'This ambitious, well-researched, voluminously documented history weaves together the bracing contradictions of the nineteenth century US: immigration, Native American displacement and dispossession, and slavery. In his sophisticated analysis, Rasmussen moves back and forth from particular Norwegian, Swedish, and Danish immigrant communities to Old World ideologies and nation-making debates and, in the process, makes a convincing case for the usefulness of synthesizing Scandinavian immigration history.'
Karen V. Hansen - Brandeis University
'In this rich, deeply researched, and often surprising study, Rasmussen deftly shows how the outlook and experiences of Scandinavian immigrants and officials shaped their engagement with American dynamics of nationhood, race, and settler colonialism.'
Stephen Kantrowitz - University of Wisconsin-Madison
'Rasmussen reveals how white supremacy in the nineteenth century was both a national and transnational project. Scandinavian immigrants’ efforts during the Civil War to champion free land and free labor paradoxically led to a possessive investment in whiteness that helped create a racial dictatorship at home and an empire overseas. Rasmussen’s splendid work will impel future historians to look beyond national boundaries, to explore the roles played by the world in the nation and the nation in the world.'
George Lipsitz - author of The Possessive Investment in Whiteness
'Civil War Settlers is a nuanced study that places the experiences of Civil War-era Scandinavian Americans within a sweeping, national context. As such, this is a welcome contribution to our understanding of immigration, race, and citizenship in Civil War America.'
Susannah Ural - author of Civil War Citizens: Race, Ethnicity, and Identity in America's Bloodiest Conflict
'Rasmussen has produced an important book, revealing the double colonial nature of the United States in the Civil War as it explores colonizing formerly enslaved people in the Caribbean and enlisting Scandinavian immigrants in the project of homesteading land taken from Native Americans.'
Angela Zimmerman - George Washington University
‘… a thoughtful interpretation of a period and a people, and it should attract wide readership among historians of citizenship and immigration.’
Thomas A. Brown
Source: Scandinavian Studies
‘In his effort to tell transnational stories about US history, Rasmussen’s work is both expertly assembled and exemplary.
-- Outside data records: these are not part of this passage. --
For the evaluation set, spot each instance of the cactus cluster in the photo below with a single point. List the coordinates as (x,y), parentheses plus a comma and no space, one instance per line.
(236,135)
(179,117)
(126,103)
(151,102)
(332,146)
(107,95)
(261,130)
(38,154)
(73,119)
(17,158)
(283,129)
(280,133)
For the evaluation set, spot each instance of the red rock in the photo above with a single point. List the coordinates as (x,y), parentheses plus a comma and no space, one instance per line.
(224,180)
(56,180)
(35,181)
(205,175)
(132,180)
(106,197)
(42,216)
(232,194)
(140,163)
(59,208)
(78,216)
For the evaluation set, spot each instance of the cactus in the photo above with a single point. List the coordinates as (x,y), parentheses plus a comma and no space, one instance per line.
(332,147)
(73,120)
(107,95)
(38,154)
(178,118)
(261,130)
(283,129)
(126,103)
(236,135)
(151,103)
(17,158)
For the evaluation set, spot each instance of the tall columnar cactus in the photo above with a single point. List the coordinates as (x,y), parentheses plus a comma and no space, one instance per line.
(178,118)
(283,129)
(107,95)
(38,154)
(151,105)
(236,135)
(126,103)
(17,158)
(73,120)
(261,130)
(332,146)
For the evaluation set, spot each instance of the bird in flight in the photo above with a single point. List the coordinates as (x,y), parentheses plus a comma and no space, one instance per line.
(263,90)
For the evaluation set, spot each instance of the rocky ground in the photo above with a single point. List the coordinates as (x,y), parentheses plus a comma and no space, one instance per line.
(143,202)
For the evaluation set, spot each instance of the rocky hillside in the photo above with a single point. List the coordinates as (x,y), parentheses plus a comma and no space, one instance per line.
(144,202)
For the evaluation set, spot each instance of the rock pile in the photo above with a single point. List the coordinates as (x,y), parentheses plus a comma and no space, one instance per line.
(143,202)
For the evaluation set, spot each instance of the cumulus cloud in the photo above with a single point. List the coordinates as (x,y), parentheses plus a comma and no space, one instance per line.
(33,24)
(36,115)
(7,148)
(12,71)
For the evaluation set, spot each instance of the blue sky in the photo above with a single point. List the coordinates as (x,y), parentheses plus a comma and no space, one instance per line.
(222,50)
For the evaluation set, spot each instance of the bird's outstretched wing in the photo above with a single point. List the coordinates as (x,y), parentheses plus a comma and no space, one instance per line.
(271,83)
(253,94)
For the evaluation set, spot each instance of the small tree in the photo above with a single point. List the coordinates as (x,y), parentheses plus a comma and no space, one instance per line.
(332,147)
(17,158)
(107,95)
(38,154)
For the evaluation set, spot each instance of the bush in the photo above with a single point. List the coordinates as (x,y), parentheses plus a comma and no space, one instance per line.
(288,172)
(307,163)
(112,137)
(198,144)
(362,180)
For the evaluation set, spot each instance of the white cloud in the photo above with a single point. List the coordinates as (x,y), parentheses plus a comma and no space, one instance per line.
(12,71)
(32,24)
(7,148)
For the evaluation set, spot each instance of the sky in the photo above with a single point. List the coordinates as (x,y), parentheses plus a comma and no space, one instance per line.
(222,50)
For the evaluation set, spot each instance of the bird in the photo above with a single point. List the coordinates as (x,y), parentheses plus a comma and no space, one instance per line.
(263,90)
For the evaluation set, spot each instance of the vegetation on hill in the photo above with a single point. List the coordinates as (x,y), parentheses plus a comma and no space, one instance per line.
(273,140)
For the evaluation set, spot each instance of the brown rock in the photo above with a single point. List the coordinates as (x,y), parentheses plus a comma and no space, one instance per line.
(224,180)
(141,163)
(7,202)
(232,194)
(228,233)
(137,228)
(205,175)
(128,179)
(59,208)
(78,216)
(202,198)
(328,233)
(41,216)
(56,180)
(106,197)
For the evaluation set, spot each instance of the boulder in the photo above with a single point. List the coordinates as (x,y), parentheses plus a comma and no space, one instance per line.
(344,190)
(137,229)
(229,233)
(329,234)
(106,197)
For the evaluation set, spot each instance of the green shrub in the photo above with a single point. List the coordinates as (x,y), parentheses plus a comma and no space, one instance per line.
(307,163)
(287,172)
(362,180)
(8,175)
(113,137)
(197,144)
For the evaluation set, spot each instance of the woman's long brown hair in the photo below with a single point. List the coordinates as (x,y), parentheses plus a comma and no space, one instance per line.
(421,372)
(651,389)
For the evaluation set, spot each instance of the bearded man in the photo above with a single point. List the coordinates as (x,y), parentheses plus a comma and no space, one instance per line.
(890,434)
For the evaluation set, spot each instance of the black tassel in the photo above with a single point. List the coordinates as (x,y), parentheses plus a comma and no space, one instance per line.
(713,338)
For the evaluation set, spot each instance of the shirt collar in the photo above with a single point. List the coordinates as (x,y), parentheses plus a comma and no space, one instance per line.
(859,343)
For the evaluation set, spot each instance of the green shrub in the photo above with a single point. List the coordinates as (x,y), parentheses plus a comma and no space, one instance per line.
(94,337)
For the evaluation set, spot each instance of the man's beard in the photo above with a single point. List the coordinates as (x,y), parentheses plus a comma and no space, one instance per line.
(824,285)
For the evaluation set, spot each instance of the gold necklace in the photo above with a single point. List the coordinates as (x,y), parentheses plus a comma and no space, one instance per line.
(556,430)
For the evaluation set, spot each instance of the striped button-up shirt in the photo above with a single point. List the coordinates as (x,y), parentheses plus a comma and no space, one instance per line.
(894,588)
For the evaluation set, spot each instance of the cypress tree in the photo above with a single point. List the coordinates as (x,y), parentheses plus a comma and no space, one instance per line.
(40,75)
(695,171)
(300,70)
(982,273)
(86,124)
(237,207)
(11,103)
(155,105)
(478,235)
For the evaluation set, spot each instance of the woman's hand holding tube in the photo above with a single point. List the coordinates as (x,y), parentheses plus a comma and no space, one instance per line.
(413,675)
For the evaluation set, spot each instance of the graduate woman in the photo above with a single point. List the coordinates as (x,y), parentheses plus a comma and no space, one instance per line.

For this reason in particular, it deserves a wide readership, as mainstream American historians have much to learn from his approach.’
Henrik Olav Mathiesen
Source: H-Net
‘Rasmussen’s book is a sweeping analysis of the way immigrants from Norway, Sweden and Denmark embraced American ideals of liberty and equality - but for whites only. His range of sources is truly impressive … The scope is magisterial and speaks to his command of English and non-English works. Civil War Settlers presents Civil War historians with a rich view of how the Scandinavian community supported the union war effort, but on their terms.’